Tony stares back, takes a very deep, long breath, and turns to pour them another drink. “You know what?” He says to nobody in particular. “Now is a perfectly good opportunity to watch Mean Girls. Why not embrace the now? Let’s embrace the now. Now is fetch.”

Steve accepts the drink and settles back on the couch, though he looks a tad on edge. “Where do you keep your DVDs?”

Tony feels like he’s been smacked in the face. “You did not just say that. Who’s been telling you we still use DVDs? I swear, I’ll kill them—“

“Well, Natasha certainly gave that impression...”

“…Swear, I will give them such a talking-to…”

They look at each other for a minute then duck away, laughing. Tony gets to his feet and claps. “We’ve got it all up here. JARVIS, screen down.”

Down it goes. It’s big and shiny. Obviously. It’s like a sheet of glass, but razor-thin and without one speck of glare. It’s almost invisible, but when this bad boy gets going, it’s entirely opaque – like you just walked straight into the film.

Steve raises his eyebrows. “Am I supposed to be impressed?”

Tony scowls. “Well, yes. That is the whole point of this place.”

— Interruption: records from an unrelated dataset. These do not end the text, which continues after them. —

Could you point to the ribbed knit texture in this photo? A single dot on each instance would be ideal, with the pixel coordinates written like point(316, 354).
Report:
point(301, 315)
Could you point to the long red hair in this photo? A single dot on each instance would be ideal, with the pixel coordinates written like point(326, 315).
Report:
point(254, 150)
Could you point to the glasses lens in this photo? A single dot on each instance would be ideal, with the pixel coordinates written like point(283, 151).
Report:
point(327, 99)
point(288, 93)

Steve grins. “Yeah, it’s a nice screen,” he admits, but he doesn’t so much as glance back across at it.

Tony continues to scowl. “Fury has ruined you for me,” he grumbles. “Why’d he have to bring out the helicarrier? I’ve got nothing on that. Well, not nothing, I definitely wouldn’t say _nothing_ , but…”

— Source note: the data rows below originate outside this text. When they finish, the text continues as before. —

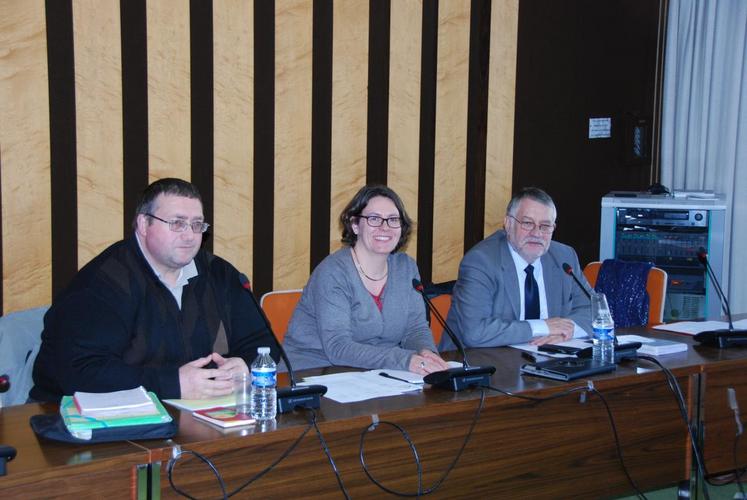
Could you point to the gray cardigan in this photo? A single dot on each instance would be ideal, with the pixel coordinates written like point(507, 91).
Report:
point(337, 321)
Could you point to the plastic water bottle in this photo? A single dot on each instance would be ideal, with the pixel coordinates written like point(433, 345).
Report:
point(604, 330)
point(264, 380)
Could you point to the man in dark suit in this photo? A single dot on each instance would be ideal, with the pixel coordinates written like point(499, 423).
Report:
point(512, 288)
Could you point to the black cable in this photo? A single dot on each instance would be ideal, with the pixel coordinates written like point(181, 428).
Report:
point(582, 388)
point(283, 456)
point(420, 492)
point(618, 448)
point(737, 470)
point(674, 386)
point(172, 464)
point(540, 399)
point(325, 448)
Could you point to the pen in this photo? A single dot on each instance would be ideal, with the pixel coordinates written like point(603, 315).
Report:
point(386, 375)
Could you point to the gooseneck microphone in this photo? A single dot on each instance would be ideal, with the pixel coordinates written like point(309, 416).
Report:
point(723, 337)
point(289, 398)
point(569, 271)
point(7, 453)
point(460, 378)
point(703, 259)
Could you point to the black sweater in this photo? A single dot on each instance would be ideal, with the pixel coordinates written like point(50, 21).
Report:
point(116, 326)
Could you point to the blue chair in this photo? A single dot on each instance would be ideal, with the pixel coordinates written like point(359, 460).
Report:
point(20, 339)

Steve smiles at the floor. “You don’t need shiny toys to impress me, Tony,” he says.

Tony doesn’t know what to say to that. He decides to bring out more shiny toys. “JARVIS. Mean Girls, por favor.”

Silence.

Tony gives Steve a tight smile. Not looking away, he says “JARVIS,” in a very _don’t embarrass me in front of my friend you little shit_ tone.

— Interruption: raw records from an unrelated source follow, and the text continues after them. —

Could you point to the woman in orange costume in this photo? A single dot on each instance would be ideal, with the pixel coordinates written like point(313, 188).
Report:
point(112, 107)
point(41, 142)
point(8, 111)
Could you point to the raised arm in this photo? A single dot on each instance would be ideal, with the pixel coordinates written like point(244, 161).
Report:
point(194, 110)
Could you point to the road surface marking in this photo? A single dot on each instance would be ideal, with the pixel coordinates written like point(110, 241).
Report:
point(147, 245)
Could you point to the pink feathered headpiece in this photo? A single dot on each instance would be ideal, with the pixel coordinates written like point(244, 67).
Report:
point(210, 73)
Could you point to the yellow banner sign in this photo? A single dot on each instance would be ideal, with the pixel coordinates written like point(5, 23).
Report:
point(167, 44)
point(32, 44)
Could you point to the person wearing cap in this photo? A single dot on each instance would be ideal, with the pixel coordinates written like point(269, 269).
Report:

“I’m terribly sorry, sir,” the ceiling grovels. “We’re going to have to allocate less power to other areas of the tower to maintain our sustainable levels.”

Tony bites the inside of his cheek. “Banner’s explaining the circuitry of fairy lights to children again, isn’t he.”

“Affirmative, sir.”

“He brought his fairy lights, didn’t he.”

“There do seem to be rather a few abnormally large sets. It also appears we are approaching the point in the night you call ‘Toast Time’.”

“Can’t take them anywhere…” Tony mutters. “Alright, dim the lights. Everywhere.”

The lights go down, right down, soft shadows everywhere and a soft, caramel glow everywhere else. Tony spends a moment admiring exactly how wonderfully he calibrated those settings.

“Tony,” Steve says.

He looks at him. “Hm?”

Steve sips at the last of his mead, swirling it in his glass. “I…” He frowns at his hands and finally looks up at Tony. “I wanted – well, I, I wanted to s-“

An outrageously loud clunking makes Tony jump half out of his skin. “Jesus – Dummy? You? What the hell is going on in here?”

“Apologies,” JARVIS says. “Doctor Banner heard news of a power cut in Queens. He has demonstrated how to reroute our electricity. By doing so.”

“Do you know how done I am,” Tony says, entirely without question mark.

“If only sass could be expressed as a number…” Steve says with a long sigh, perfectly long, yes, Tony agrees with that sigh length.

“Sadly not. Much like alcohol, it’s a continuous variable.”

“It’s possible for you to be a _little_ more discrete.”

“Is that more stuff Bruce has been teaching you?” Tony peers at him.

“One part Google mixed with two parts brilliant punning ability and a dash of lime,” Steve grins.

“I like that cocktail,” Tony says, toasting to puns. “Come on – let’s at least play table tennis. Or poke Dummy.”

“Why am I friends with you, again?” Steve grins.

In the next room – _did they walk all the way there?_ – Tony demonstrates his answer.

“I thought I told you I don’t like bullies.”

“This isn’t bullying! It’s training!”

Dummy fails to dodge him.

“Ooh, too slow. See? He won’t make the same mistake again.”

Dummy makes the same mistake again.

“Okay, now you’re just slapping robots. Nobody has ever been that bored.” Steve leans back against the counter, looking so relaxed and so amused. “You’ll only rile them up before bedtime.”

As if in response, You comes wheeling through in small circles.

Tony’s eyes widen. “I swear, I did not program him to play Nikki Minaj.”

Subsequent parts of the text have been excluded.